CIAO DATE: 08/2008
January 2008
Minda de Gunzburg Center for European Studies, Harvard University
This paper analyzes major changes in the regulation of the financial sector in Europe over the last three decades. Focusing on the pattern of change across five countries (Britain, France, Germany, Italy and Spain), the paper identifies two major periods of regulatory change: first, the shift away from postwar patterns of credit regulation in the 1970s and 1980s, and second, the intensification of state supervisory powers and the introduction of new regulatory structures from the 1990s to the present. In both cases, the authors point to the way in which different models of financial sector regulation affect the political consequences of macro-economic policy for political elites as an explanation for choices that governments have made in the regulatory arena.
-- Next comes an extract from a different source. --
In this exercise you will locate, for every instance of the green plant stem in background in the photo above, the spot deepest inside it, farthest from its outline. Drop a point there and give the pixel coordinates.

More specifical-ly, while regulatory change in the first period may be largely explained by the way in which dif-ferent postwar models of credit regulation impinged upon a government's political ability to im-pose disinflation, choices in favor of different regulatory structures in the second period (single regulator in Britain and Germany versus multiple regulators in the other countries) can be related to differences in the area of pension reform. By focusing on the political implications that differ-ent modes of financial regualtion can have for elected officials in the context of different macro-economic scenarios, the authors offer an explanation of regualtory change that differs from ac-counts which emphasize the primacy of financial market forces in driving such change.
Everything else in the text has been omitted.